Recurrent models (LSTM/GRU) effectively capture long-term glucose dynamics, while convolutional approaches enhance denoising and extraction of short-term features. Together, they form a complementary framework that supports reliable online prediction and correction of CGM signals.

The proposed system can operate as a lightweight software layer integrated into CGM platforms, where a real-time detector (e.g., CNN–LSTM) continuously monitors glucose readings and interacts with an imputation module (GRU or 1D–CNN) to correct faulty samples. Built-in safety mechanisms, such as fallback to a Last Observation Carried Forward (LOCF) strategy and flags for automated insulin delivery systems, ensure safe operation.

By reconstructing missing segments and suppressing noise, the framework reduces false alarms, stabilizes inputs for automated insulin delivery, and improves interpretation of meal and insulin-related glucose trends. These improvements could help patients spend more time within target glucose ranges. Prospective clinical validation remains necessary to confirm these benefits and quantify their impact on alarm frequency and patient outcomes.

Finally, real-world implementation will need to account for variability among CGM brands, environmental conditions, and inter-individual physiological differences. Future trials should evaluate robustness under motion, temperature, and long-term use to ensure clinical reliability.

7. Conclusions and Future Work

This study addressed online data imputation and anomaly detection in continuous glucose monitoring (CGM) systems using deep neural networks fed with physiological inputs. Four architectures, CNN–LSTM, GRU, 1D–CNN, and Transformer LSTM, were evaluated under a controlled fault-injection protocol. An ARIMA model served as a classical baseline, providing a deterministic benchmark, and a Temporal Convolutional Network (TCN) was included to assess the behavior of causal convolutional models. Performance was compared through regression metrics (MAE, RMSE, MARD) and classification metrics (accuracy, precision, recall, F1, AUC).

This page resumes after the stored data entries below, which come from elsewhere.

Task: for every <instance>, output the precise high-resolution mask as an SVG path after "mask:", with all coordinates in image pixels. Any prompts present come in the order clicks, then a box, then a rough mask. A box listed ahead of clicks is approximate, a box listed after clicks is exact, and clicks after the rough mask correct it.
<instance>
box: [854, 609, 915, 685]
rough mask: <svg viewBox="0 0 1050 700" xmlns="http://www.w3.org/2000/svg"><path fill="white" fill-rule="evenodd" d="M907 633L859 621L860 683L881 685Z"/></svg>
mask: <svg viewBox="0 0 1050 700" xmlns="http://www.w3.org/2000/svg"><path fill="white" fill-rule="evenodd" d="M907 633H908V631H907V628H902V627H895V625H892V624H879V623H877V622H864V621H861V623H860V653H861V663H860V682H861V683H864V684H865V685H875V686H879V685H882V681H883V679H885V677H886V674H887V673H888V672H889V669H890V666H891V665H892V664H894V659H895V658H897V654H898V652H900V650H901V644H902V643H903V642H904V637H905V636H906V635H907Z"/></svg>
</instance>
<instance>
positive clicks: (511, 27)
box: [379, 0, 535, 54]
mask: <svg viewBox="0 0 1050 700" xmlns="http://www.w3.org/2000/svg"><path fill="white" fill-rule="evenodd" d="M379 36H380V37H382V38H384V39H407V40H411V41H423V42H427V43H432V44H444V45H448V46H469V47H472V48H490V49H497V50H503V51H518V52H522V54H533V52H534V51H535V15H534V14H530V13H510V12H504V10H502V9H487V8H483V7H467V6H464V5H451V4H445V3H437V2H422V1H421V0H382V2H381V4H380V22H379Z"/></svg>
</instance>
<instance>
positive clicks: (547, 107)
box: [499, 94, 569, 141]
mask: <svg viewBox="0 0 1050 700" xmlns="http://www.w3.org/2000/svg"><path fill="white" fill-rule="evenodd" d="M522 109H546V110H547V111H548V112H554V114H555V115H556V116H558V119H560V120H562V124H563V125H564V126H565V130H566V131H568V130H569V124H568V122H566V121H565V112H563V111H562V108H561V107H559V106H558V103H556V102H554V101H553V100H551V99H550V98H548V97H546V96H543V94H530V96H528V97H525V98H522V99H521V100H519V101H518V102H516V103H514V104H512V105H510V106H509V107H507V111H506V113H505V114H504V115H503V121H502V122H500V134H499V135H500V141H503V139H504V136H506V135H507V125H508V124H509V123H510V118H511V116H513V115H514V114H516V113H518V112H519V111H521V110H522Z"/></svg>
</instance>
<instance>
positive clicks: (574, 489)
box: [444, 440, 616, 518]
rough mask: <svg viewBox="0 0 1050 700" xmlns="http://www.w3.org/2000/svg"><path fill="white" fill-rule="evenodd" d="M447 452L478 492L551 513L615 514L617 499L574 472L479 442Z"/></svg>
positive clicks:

Results indicate that no single model dominates both tasks; rather, performance depends on the operational goal. For anomaly detection, CNN–LSTM achieved the best F1-score and accuracy, followed closely by GRU, while 1D–CNN offered the fewest false alarms. In online imputation, 1D–CNN minimized large deviations (lowest RMSE and MARD) and showed excellent stability, whereas GRU achieved the smallest average errors. The TCN demonstrated stable long-range modeling and robustness during extended data gaps, though with slightly lower accuracy than recurrent or hybrid architectures, and ARIMA underperformed across all metrics, confirming the advantage of nonlinear neural approaches.

Integrating physiological signals such as insulin and carbohydrate intake improved signal alignment and noise resilience by providing contextual information to the models. The combined detection imputation framework, supported by a sliding-window temporal structure, enables robust real-time handling of corrupted CGM data. Model selection should therefore depend on whether the primary goal is to minimize large errors or ensure reliable detection.

Validation using one subject from the clinical OhioT1DM dataset confirmed that the trained models generalize to real CGM signals, maintaining high detection accuracy and consistent imputation performance.

Although this study employed a fixed 10 mg/dL detection threshold, future work will explore adaptive schemes that scale with glucose level or recent variability. Such heteroscedastic thresholds could better discriminate faults across hypo- and hyperglycemic ranges, reducing false alarms and improving reliability during unstable glycemic conditions.

From a clinical perspective, adaptive fault detection could enhance the safety of closed-loop insulin delivery systems by distinguishing genuine glucose excursions from sensor noise, supporting smoother and more accurate automated control.

As future work, a mixed online framework will be developed using the best performing networks, CNN-LSTM for real-time fault detection and 1D–CNN/GRU for imputation, combined with adaptive thresholds to achieve a more robust and clinically deployable CGM correction system.